The Center for High Impact Philanthropy (CHIP) hosted a panel discussion on the practice of intentionally using private, philanthropic resources to serve the public good. The January 25 webinar launched the release of CHIP’s 2024 High Impact Giving Toolkit.

Said panelist Kat Rosqueta, CHIP founding executive director, “High impact philanthropy is the practice of using whatever private philanthropic resources you control to serve the public good intentionally focusing on how you’re going to make the world a better place.”

Moderated by Carra Cote-Ackah, CHIP senior fellow and Goldman Sachs head of philanthropy engagement and legacy planning, the discussion included perspectives from alumni of High Impact Philanthropy Academy: Rob Kaufold of Arlington Family Offices, Sharlene Kemler of the Loveland Foundation, and Danisha Patel of the Long Arc Foundation.

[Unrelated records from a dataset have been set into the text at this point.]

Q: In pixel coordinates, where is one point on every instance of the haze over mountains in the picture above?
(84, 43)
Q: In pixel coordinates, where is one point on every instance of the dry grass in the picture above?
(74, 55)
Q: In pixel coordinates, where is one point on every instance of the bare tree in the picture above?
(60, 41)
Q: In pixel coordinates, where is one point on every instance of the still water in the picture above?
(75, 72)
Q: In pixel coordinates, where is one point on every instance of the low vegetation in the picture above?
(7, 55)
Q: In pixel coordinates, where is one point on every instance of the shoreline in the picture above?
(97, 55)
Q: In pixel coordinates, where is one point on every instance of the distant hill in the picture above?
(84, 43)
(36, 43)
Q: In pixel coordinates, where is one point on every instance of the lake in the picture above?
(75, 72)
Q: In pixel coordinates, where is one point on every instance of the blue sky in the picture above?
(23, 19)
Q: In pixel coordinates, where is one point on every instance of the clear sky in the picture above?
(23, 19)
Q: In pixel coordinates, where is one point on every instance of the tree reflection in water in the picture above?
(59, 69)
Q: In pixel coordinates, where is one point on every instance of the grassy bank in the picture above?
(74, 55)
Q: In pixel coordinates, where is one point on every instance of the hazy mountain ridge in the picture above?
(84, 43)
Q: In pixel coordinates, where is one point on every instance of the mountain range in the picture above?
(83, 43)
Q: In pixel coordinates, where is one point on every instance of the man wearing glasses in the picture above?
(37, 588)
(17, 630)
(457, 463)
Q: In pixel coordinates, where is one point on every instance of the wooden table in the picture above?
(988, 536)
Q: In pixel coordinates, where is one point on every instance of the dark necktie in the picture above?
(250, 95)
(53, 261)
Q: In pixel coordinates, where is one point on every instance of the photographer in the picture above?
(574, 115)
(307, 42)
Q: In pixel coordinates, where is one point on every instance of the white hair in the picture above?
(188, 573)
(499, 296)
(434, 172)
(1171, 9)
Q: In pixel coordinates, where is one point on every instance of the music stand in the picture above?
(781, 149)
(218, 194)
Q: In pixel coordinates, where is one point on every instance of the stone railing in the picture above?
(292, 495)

Elaine Martyn, senior vice president of the private donor group at Fidelity Charitable, introduced the webinar.

CHIP’s four philanthropic plays framework figured prominently in the conversation. Rob indicated that he finds the framework useful for discussing timelines and risk with the funders he works with in a multi-family office. Danisha said she likes to fund organizations that use at least two of the four strategies: direct services, capacity/system building, advocacy, and research/innovation.

While The Loveland Foundation’s work began as direct services in funding therapy for Black women and girls, Sharlene spoke about how and why they developed their capacity-building efforts to support BIPOC therapists professionally, personally, and financially. “Our whole goal is creating systems with ease for folks that need access to resources. We get constant feedback from our participants, therapists, and donors to see where to put our money to increase access. Therapy shouldn’t be a luxury item.”